What about bad quality fittings and finishes? Section 56 of the CPA makes provision for an implied warranty of quality.  In terms of this provision. the developer will need to ensure that the property as a whole, is reasonably suitable for the purposes for which they are generally intended.  This will require the developer to ensure that the final product handed over to you is—

  • of a good quality;
  • working well without defects; and
  • usable for a reasonable time and in compliance with the applicable standards contained in the Standards Act 29 of 1993.

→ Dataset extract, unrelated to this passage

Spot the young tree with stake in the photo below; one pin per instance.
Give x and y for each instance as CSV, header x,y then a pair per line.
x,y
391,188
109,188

Quite significantly, section 55(5)(a) of the CPA expressly provides that it is not material whether the product defect concerned is latent or patent or whether the consumer was able to detect the defect upon inspection before the transfer of the property.  So even if you did not identify this fault during the inspection with the developer, you do not lose your right of recourse. Should your new off-plan home display any defective or bad quality components within six months of occupation, then you are authorised to direct the developer to replace or repair the defective or unsafe part or to refund the price you paid for those goods.  Should the repaired goods become defective again within three months period from the repair date, the developer is required to replace the relevant goods or refund the consumer the price that has been paid for the goods.

Furthermore, section 20(2)(b) of the CPA allows you to return the property to the seller if you did not have the opportunity to examine the property before delivery. As such, you may reject the delivery of your off-plan home in the event that the property concerned is not the type and quality that was envisaged from the sample unit or the blueprints.  Where your new off-plan home does not satisfy the particular purpose that was communicated to the developer, you may return it to the developer within 10 business days from when it is delivered to you in terms of section 20(2)(d). You will, once again, be entitled to a full refund of any payments that have been made. The risk and expense of returning the property will also be at the developer’s expense.

ALA

Should you pick up areas of dissatisfaction quite soon, section 29A of the ALA provides you with a right to revoke an offer to purchase or a deed of alienation by delivering a written notice to the developer within 5 days of signing same.  You are required to sign this revocation which should be unconditional and identify the offer to purchase or deed of alienation, as the case may be. However, this cancellation right only applies:

  • to properties that cost R250 000 or less;
  • where you are a natural person;
  • where the property is not bought at an auction;
  • you have not previously entered into a deed of alienation on terms that are substantially the same;
  • you have appointed someone to take over the rights and obligations of the purchase in the offer to purchase or deed of alienation; or
  • you have purchased the land in terms of an option that was open for exercise for a period of at least five days.

Conclusion

When immovable property like a home is involved, returning the property or exercising your cooling-off right may, practically, not be a straightforward process, as the Deeds Office would also need to be notified of the reversal and it may also result in the involvement of conveyancers. That said, the short-term inconvenience may well be worth it in the face of long-term dissatisfaction. Most of the provisions above also require the developer to carry the costs of processing reversals, but it may, in any event, be worthwhile to solicit legal advice in relation to your particular case.

Should you roof leak or you wooden floor creak and display bad workmanship in your new off-plan home – consider the avenues that are available to you and hold your developer accountable.